The common cause for a dislocated elbow include Falls i.e. falling onto an outstretched hand which lead to out of alignment. Dislocations of the elbow fall in frequency just behind dislocations of the finger and shoulder. When a strong blow to the posterior aspect of a flexed elbow was given, it may result in an anterior dislocation of the elbow. This force drives the olecranon forward in relation to the humerus. Anterior dislocations and any open fracture are commonly associated with disruption of the brachial artery and/or injury to the median nerve.
Extreme pain and distortion of the joint, swelling, and inability to bend your arm are all signs of an elbow dislocation. In some cases, numbness in the hand regeion or no longer have a pulse (can't feel your heartbeat in your wrist) can also be observed. Arteries and nerves run by your elbow, so it is possible you might have injured them during the dislocation.

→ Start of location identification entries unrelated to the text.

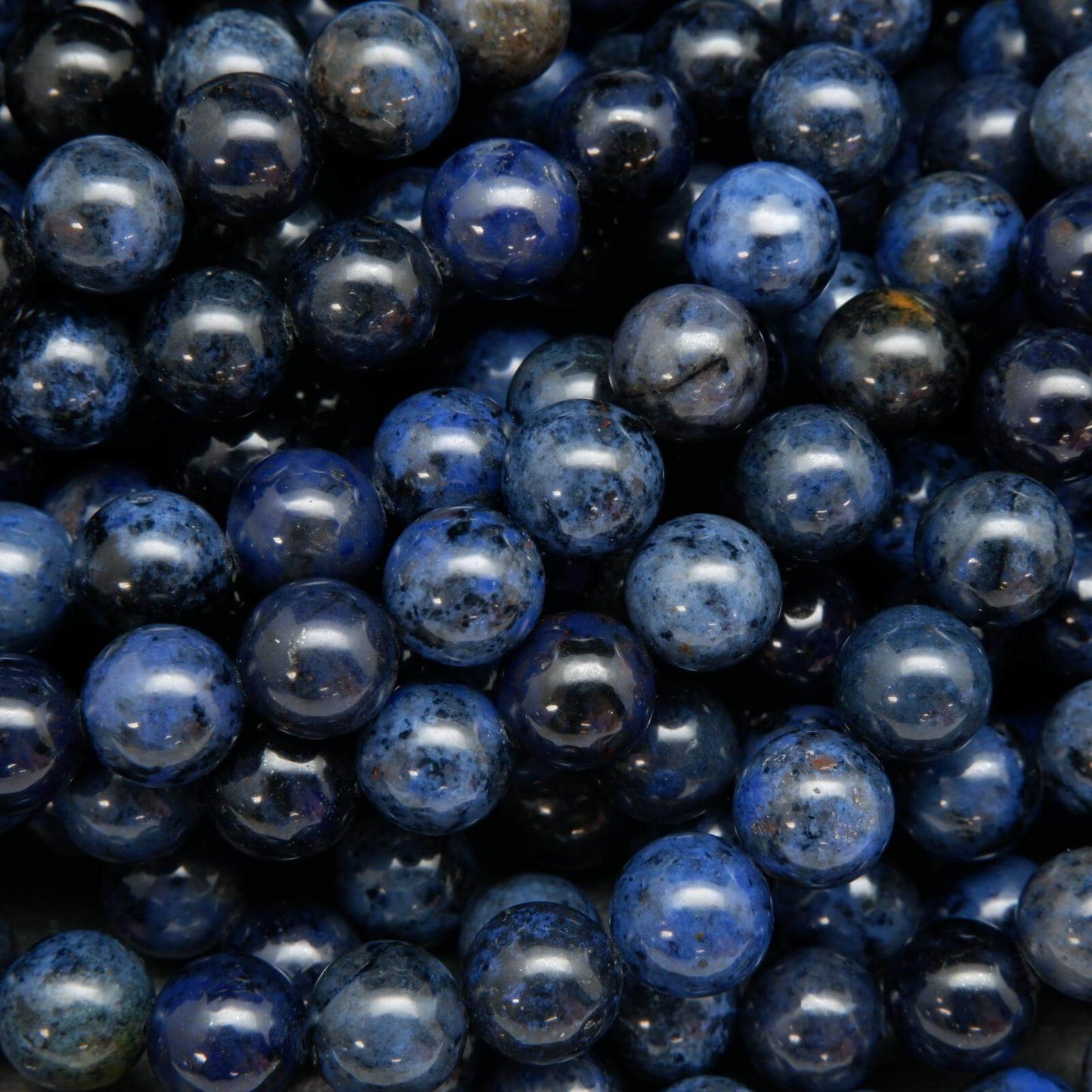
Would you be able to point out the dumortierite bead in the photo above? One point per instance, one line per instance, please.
(305, 512)
(871, 918)
(542, 983)
(505, 214)
(224, 43)
(318, 657)
(913, 682)
(812, 1021)
(301, 939)
(387, 1018)
(960, 998)
(68, 378)
(73, 1011)
(436, 759)
(127, 204)
(39, 734)
(690, 360)
(767, 234)
(163, 706)
(439, 448)
(691, 915)
(365, 294)
(177, 908)
(626, 135)
(114, 819)
(35, 576)
(586, 478)
(226, 1021)
(974, 803)
(464, 586)
(814, 481)
(1054, 923)
(215, 344)
(995, 549)
(579, 691)
(391, 883)
(383, 80)
(704, 592)
(814, 807)
(952, 236)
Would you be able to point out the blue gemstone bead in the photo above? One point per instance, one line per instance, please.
(73, 1011)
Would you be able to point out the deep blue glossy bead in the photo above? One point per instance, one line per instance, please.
(505, 214)
(814, 807)
(128, 206)
(464, 586)
(318, 657)
(542, 983)
(383, 80)
(301, 939)
(39, 734)
(974, 803)
(305, 512)
(704, 592)
(35, 576)
(952, 236)
(951, 982)
(586, 478)
(391, 883)
(766, 234)
(691, 915)
(68, 378)
(814, 481)
(365, 292)
(436, 759)
(995, 549)
(163, 706)
(176, 908)
(869, 918)
(73, 1011)
(226, 1022)
(223, 43)
(114, 819)
(579, 691)
(812, 1021)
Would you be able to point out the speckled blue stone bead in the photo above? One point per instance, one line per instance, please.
(691, 915)
(163, 706)
(814, 807)
(127, 203)
(387, 1018)
(391, 883)
(995, 549)
(35, 576)
(68, 378)
(814, 481)
(974, 803)
(318, 657)
(812, 1021)
(73, 1011)
(226, 1021)
(704, 592)
(767, 234)
(586, 478)
(542, 983)
(305, 512)
(505, 214)
(952, 236)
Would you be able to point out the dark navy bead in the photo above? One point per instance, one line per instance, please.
(73, 1011)
(226, 1022)
(704, 592)
(318, 657)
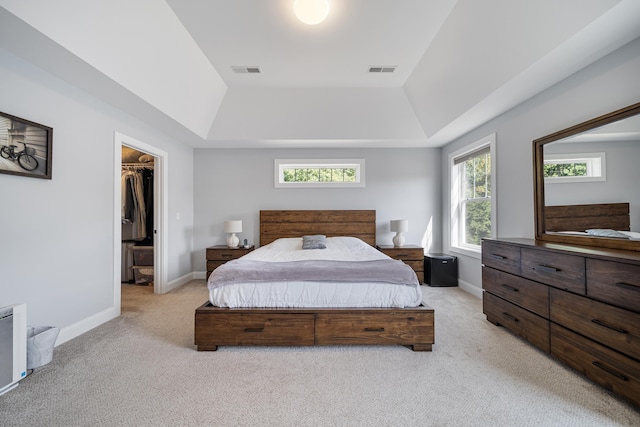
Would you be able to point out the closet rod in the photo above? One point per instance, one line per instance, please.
(137, 165)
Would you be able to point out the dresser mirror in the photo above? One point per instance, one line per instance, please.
(587, 182)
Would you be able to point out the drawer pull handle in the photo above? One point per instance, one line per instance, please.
(610, 371)
(510, 317)
(613, 328)
(547, 269)
(511, 288)
(628, 286)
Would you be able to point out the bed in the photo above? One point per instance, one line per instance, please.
(609, 220)
(313, 324)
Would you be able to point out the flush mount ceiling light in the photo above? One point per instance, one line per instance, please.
(311, 12)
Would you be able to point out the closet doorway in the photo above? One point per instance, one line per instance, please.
(145, 169)
(138, 229)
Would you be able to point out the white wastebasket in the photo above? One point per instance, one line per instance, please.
(40, 343)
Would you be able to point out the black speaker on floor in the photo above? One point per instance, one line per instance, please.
(440, 270)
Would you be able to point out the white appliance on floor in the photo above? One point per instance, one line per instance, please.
(13, 346)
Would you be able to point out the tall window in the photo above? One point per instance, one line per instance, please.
(472, 201)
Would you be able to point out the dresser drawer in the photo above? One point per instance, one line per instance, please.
(555, 269)
(608, 368)
(255, 329)
(500, 256)
(611, 326)
(212, 265)
(614, 282)
(528, 294)
(529, 326)
(391, 328)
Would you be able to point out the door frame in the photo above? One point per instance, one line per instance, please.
(160, 210)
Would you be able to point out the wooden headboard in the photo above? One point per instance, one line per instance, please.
(296, 223)
(613, 216)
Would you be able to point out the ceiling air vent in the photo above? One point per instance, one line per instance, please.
(382, 68)
(244, 69)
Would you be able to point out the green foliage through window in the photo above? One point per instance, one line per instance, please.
(476, 203)
(556, 170)
(319, 174)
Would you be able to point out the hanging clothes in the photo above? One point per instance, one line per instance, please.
(134, 208)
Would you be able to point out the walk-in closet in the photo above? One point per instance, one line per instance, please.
(137, 217)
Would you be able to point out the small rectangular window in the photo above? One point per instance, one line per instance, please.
(574, 167)
(319, 173)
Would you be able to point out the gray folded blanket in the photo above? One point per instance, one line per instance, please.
(242, 271)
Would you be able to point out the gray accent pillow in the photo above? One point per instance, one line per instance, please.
(606, 232)
(317, 241)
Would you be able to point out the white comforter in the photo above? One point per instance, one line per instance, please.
(315, 293)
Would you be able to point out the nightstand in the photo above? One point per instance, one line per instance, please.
(219, 254)
(411, 255)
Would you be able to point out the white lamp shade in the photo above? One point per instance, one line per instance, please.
(233, 226)
(399, 225)
(311, 12)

The physician tries to pull down the wrist in order to lever the joint into the right position. Placing a splint to keep the joint in a L shape is one of the treatment given. The purpose of placing a splint is to prevent movement of your arm at the elbow. Usually, your arm will be placed in a sling to help you hold up your splint. Of all elbow dislocations, 10-50% are sports related. More than 90% of elbow dislocations are posterior dislocations.